CHUÁ, CHUÁ.

Hoje mandei embora:

Os sapatinhos de bebê;

As roupinhas que já não serviam mais;

O carro e a cadeirinha de passeio;

O “troninho” do pequeno príncipe;

As fraldinhas de pano, que irão secar as babas de outro nenê.

Separei em saco bem grande:

Os carrinhos sem rodas;

Os cavalinhos de pernas arrancadas;

Os cacarecos de montar.

Os triciclos que com outros irão rodar;

A barraca de esconder;

A máscara do Batman;

A capa do Superman;

A luva do Homem-Aranha;

A bóia que deixa afundar.

Os dinossauros que reluzem no escuro;

O carro de polícia de sirena estragada;

Os bandidos de brincadeirinhas

E os soldadinhos de plásticos.

Guardei numa caixa fornida:

Um par de sapatinhos de lã;

Uma roupa miúda de bebê;

Um bichinho de pelúcia, de orelha desfiada.

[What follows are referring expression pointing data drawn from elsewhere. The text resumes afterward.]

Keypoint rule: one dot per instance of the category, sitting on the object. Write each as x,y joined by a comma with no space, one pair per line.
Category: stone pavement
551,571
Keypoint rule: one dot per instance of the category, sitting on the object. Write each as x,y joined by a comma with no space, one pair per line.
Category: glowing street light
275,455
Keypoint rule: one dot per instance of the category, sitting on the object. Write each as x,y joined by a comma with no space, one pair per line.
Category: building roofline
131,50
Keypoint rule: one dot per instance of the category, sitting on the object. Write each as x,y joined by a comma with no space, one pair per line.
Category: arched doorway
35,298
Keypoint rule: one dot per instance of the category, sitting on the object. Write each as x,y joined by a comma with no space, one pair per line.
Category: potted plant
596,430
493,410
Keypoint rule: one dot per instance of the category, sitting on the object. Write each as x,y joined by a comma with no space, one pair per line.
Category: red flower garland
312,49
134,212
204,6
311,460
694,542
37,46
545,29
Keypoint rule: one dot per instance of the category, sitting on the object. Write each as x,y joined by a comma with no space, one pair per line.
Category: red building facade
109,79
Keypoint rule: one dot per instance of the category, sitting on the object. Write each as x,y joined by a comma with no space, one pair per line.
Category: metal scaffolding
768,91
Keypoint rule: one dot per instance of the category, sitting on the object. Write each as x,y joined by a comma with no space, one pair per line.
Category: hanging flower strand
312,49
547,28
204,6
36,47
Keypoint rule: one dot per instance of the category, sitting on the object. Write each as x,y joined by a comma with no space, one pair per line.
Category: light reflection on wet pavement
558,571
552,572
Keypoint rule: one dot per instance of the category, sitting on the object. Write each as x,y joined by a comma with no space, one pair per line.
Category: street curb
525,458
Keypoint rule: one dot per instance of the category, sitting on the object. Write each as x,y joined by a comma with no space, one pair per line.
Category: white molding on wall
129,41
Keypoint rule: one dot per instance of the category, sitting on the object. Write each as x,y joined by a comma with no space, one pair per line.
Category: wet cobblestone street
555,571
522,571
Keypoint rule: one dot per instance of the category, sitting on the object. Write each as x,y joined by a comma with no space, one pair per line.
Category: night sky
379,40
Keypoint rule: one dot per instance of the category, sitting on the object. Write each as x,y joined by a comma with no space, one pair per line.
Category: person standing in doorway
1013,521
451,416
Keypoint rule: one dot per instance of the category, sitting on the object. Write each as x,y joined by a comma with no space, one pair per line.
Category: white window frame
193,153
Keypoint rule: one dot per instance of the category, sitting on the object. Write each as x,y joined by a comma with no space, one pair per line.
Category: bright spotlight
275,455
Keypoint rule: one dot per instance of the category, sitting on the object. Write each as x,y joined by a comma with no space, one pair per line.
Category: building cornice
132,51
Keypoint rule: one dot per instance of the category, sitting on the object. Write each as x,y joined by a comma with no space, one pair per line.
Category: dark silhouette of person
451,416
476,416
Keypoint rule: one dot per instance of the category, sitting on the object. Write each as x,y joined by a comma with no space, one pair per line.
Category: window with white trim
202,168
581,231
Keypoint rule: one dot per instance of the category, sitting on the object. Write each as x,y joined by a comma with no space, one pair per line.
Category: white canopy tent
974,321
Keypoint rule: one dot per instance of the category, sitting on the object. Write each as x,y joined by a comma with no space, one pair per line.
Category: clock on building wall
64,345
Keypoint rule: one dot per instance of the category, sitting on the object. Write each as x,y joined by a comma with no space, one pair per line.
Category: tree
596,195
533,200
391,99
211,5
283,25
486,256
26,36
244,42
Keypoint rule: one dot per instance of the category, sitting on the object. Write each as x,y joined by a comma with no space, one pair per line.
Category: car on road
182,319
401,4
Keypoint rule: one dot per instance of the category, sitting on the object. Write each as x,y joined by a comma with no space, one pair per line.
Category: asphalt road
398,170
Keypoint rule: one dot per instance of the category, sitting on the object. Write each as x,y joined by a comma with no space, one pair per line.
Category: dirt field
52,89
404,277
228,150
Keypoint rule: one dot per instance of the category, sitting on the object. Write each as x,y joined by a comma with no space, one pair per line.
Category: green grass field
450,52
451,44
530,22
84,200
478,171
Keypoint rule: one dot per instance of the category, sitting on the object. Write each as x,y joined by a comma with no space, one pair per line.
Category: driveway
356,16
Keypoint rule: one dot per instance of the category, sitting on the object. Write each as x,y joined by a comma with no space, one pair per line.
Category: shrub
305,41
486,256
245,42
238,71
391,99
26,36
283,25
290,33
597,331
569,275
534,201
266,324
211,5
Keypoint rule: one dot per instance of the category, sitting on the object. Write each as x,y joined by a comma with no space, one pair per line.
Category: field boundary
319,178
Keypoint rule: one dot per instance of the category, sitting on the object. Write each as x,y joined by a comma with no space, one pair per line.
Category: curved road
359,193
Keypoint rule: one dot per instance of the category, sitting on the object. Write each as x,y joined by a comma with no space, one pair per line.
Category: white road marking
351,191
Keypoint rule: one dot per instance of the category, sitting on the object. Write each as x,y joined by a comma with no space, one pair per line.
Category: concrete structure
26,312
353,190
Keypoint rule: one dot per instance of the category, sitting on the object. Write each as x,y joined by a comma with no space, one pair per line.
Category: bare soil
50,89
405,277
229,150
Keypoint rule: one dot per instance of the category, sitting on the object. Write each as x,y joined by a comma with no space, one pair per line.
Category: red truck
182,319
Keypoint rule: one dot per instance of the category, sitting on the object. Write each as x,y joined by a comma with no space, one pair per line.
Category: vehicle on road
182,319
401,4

Um alfinete azul com uma cara de gatinho;

Os CDs de cantigas de roda;

O Livro do Lobo que gosta de fazer medo.

Os álbuns de fotografias;

Os primeiros cadernos um de desenhos outro de caligrafia.

Uma fralda de pano com àquele cheirinho, que nunca será esquecido.

Relembrei com imenso carinho:

O primeiro choro;

O primeiro engasgo:

Os primeiros passos;

A primeira palavra – Papai.

As gargalhadas;

Os porquês das palmadas;

As frases engraçadas;

E os fatos curiosos.

Chorei:

Quando o grande furgão chegou...

E pranto se despejou:

Pelas vidas separadas,

Tal qual folhas soltas ao vento,

Ignorava que rumavamos para o futuro.

E disso somente me dei conta quando com voz de anjo meu pequenino ao meu redor cantarolava a cantiga que lhe compus. Um segredo nosso, para o medo afastar:

- Chuá, chuá.

Assim faz a chuva no telhado a se derramar;

Agora ouça, é o trovão, metido a feio a trovejar.

Mas, o medo, pra quê?

Se tu podes comigo contar e cantar.

Anda, apura-te!

Vamos lá fora esse medo afugentar

Chuá, chuá...

Estás vendo é apenas a chuva a terra a lavar

E o trovão, metido a feio, a assustar àqueles que,

Não querem com a natureza colaborar.

E o medo, cadê?

Apura-te!

Volta já pra cama, a descansar.

Chuá, chuá...

Ao ouvir, o meu pequeno anjo, meu coração se aquietou.

Contudo, em minha profunda tristeza, embora, tímida uma só lágrima dessa vez, ainda, se atreveu.